Ну вот, собрался, можно и в глаза смотреть. Я только одного человека знаю, которому так же идет красный, но ни одного больше — о котором бы мне хотелось сейчас думать. Я топаю к двери, жду, пока Макар распрощается с моими родными и под его вопросительным взглядом иду к лифту.
Макар не спорит, усмехается чуть заметно, видя мою воинственность. Это у меня с утра бывает, и когда волнуюсь, и когда вперед пытаюсь защититься от любого, даже словесного, нападения. Пока Макар забрасывает сумку на заднее сиденье, я без удивления замечаю выскочившую из подъезда соседку — теть Веру. Ну да, с балкона видать-то хуже, а надо в подробностях, чтобы живописать другим сплетницам.
Но мне все равно. Помнится, я и хотела оставить в городе побольше сплетен. Пусть смотрит, пусть завидует. Я подхожу ближе к Макару.
— Пора?
— Пора.
Между нами расстояние в несколько сантиметров и сотни взглядов из зашторенных окон. Между нами прошлое, через которое переступить не могу и его надежда, что однажды я это сделаю. Между нами так много всего, что сказать нечего. А сейчас между нами встанут города, и чем дальше он будет ехать, тем больше чужих лиц, чужих судеб, мимо которых зачем-то проносишься… И я признаюсь сама себе, что была бы не против, останься он еще на немного: день, два. Мне бы хотелось узнать его лучше, хотелось попробовать с поцелуями или чуть больше…
А, впрочем, что мне мешает сейчас?
Теть Вера? То, что Макар спешит? Нет, мои страхи. А если ступлю на них? И каблуком? Если не услышу их яростного шипения?

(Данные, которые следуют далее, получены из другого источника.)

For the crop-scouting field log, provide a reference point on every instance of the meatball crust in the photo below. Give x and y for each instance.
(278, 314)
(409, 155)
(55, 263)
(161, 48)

Поднимаюсь на цыпочки, медленно обнимаю за шею, чтобы мог отстраниться, но… он прижимает сильнее и целует лицо, губы, волосы, целует мои ресницы. Легким прикосновением, огненными точками. А я, захлебываясь проснувшейся жадностью, беру в плен его губы. Один из нас издает тихий стон, другой повторяет как эхо, и мы дышим с трудом, когда оставляем губы в покое. Мое лицо у него на груди — не стыдно, просто… приятно, удобно. Его лицо в моих волосах, а губы над ухом.